Synthesis of Oxidative Addition Complex 20

Figure 1

ORTEP representation drawing of oxidative addition complex 20. Hydrogen atoms omitted for clarity; thermal ellipsoids set at 50% probability.

In summary, we have developed general catalyst systems allowing for the highly selective cross-coupling of secondary alkylzinc reagents and heteroaryl halides under mild conditions. Our protocol is effective with a broad spectrum of heteroaryl halides, delivering an array of complex heterocycles possessing secondary alkyl substituents that are frequently found in biologically active compounds.

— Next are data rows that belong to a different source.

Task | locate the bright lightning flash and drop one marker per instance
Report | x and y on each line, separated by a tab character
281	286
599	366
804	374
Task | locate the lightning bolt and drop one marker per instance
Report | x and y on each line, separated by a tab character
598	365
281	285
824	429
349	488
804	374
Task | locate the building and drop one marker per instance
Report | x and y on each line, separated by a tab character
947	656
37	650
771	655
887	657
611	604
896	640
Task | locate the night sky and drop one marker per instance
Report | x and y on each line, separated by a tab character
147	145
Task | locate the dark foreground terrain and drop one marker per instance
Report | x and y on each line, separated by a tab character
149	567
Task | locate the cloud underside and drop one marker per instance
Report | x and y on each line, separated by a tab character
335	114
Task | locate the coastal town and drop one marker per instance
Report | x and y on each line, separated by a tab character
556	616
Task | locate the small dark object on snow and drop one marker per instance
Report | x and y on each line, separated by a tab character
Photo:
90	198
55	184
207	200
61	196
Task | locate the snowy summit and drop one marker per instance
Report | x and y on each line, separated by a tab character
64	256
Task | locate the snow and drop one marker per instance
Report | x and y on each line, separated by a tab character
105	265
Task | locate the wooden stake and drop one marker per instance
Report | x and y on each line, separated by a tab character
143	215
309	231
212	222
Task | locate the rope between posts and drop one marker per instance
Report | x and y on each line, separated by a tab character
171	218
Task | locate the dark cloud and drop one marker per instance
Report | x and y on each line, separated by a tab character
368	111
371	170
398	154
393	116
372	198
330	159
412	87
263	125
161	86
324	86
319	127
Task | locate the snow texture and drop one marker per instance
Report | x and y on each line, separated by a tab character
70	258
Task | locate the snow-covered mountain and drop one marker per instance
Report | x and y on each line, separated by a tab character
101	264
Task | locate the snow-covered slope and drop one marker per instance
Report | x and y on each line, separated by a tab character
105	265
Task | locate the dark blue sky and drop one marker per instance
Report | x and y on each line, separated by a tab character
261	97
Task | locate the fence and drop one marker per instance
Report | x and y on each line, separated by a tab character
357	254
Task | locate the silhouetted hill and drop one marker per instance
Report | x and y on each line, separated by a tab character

Furthermore, design and evaluation of a series of biarylphosphine ligands bearing a 2,6-bis(dimethylamino)phenyl group proximal to the phosphine have led to a new catalyst that demonstrated superior selectivity for the coupling of electron-deficient heteroaryl halides. Application of these newly developed catalysts in cross-coupling reactions where transmetalation or reductive elimination remains challenging is topic of onging investigation in our laboratory.